Hacia un futuro incierto

Activision y Vivendi son las últimas en compartir alcoba. Las cada vez más numerosas fusiones entre compañías nos presentan un futuro de incertidumbre, de saber cómo evolucionará la industria. ¿Veremos grandes cambios y sorpresas todavía más grandes?

Nos encontramos en una época extraña de la industria del videojuego. Ya hace varios meses que estamos observando una tendencia en las compañías a centrarse en dos objetivos principales: o crear juegos sencillos, fáciles de desarrollar y que acarrean buenas ventas de por sí, o bien tener que trabajar en un título que desborde calidad por los cuatro costados y que consiga revolucionar el género de un modo u otro.

Este último está motivado por la competencia tan exagerada que estamos viendo en la industria en los últimos meses. Los títulos de calidad son cada vez más numerosos y los usuarios cada vez más exigentes, por lo que si un juego bueno no pasa de eso, de ser bueno, y no consigue convertirse en una obra maestra, sucumbirá bajo el peso de los que sí han llegado a serlo; y en los últimos meses hemos visto que muchos pueden optar a dicho título, presentándonos la batalla más cruenta en pos de convertirse en el juego del año que hemos visto en muchos años.

El principal problema radica en que desarrollar un juego de esas características no es en absoluto barato, y muchas compañías no son capaces de seguir el ritmo de la industria y se ven obligadas a fusionarse unas con otras para poder estar al nivel que exigen los tiempos que corren. No son pocas las fusiones que hemos visto hasta la fecha, y muchas de renombre: Sega y Sammy, Namco y Bandai, Square y Enix…

La última de la que hemos sido testigos es la de Activision y Vivendi bajo el nombre de Activision Blizzard. El ardid comercial es más que evidente, dado que Vivendi renuncia completamente a su nombre principal y se pone de relieve el grupo de desarrollo más importante de la compañía. A nadie se le escapa el tirón que tienen sus Starcraft y Warcraft, y sin duda el nuevo nombre conseguirá hacerse con un hueco de mantener su línea de trabajo, ya que a estas licencias hay que añadirle los Guitar Hero, Call of Duty o Tony Hawk, así como títulos basados en películas.

Sin embargo, ¿es este el futuro que queremos para la industria? Los bailes de compañías son habituales en todos sectores del mundo actual, pero no deja de resultar algo preocupante el futuro incierto que se abre ante nosotros. De seguir así, más de la mitad de las compañías actuales desaparecerán, en gran medida por culpa de fusiones para poder estar al nivel de las que han duplicado su potencial con la misma medida. Y esto no deja de ser una pérdida para nosotros como jugadores; véase el caso de nuestra Sega, cómo no ha conseguido ser la misma desde la fusión con Sammy y cómo esta última está más preocupada de las máquinas de pachinko que de Shenmue 3, por poner un ejemplo.

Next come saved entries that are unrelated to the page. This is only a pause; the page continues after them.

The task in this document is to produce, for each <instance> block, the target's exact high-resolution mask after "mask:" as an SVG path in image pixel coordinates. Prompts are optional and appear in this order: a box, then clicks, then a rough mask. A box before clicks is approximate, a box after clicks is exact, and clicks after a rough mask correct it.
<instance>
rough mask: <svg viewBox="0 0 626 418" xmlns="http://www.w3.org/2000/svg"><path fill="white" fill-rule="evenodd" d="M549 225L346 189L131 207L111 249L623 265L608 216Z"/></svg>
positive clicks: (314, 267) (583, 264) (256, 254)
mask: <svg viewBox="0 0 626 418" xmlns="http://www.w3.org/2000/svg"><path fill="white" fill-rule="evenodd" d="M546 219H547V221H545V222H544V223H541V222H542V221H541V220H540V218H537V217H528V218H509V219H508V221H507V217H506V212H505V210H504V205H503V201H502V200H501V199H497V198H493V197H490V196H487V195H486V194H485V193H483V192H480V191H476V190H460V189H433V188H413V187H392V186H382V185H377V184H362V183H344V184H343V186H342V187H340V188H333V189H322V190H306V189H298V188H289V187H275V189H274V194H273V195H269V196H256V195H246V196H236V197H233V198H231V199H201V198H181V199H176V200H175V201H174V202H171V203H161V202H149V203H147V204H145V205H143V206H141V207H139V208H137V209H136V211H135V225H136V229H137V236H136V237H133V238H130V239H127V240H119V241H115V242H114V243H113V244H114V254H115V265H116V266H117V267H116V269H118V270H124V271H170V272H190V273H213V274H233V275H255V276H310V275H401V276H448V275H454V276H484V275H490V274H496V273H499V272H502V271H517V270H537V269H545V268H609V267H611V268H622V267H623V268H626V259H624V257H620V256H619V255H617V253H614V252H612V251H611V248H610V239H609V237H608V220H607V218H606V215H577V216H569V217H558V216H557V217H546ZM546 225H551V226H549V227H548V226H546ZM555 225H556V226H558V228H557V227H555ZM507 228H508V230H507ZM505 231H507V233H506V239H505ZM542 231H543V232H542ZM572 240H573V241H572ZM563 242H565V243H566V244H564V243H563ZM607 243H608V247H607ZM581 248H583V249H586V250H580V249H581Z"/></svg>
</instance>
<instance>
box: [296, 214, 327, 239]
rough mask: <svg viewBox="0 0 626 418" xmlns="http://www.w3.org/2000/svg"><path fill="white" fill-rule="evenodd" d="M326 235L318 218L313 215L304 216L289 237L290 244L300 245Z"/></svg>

Imaginemos por un momento que el circo sigue adelante durante los próximos años. Que EA termina de hacerse con las acciones de Ubisoft y que se fusionan así dos de las más grandes. Teniendo en cuenta otras adquisiciones recientes de la compañía americana como Bioware, el apoyo de esa compañía se convertiría en algo crucial para toda consola que quiera hacerse un hueco en el mercado . O lo que es más, nada les impediría sacar su propia máquina, al tener aseguradas de forma exclusiva un gran número de las sagas más exitosas en las listas de ventas.

Por lo de ahora sólo nos queda esperar y ver cómo se van desenvolviendo las cosas, disfrutando con los cada vez mejores juegos que nos irán propiciando estas fusiones de compañías. No obstante, es difícil no echar un vistazo al futuro y sentir un cierto desaliento ante el descontrol que podríamos llegar a vivir dentro de unos años. Aunque claro, no son más que teorías lanzadas al aire y el fin del mundo todavía no ha llegado.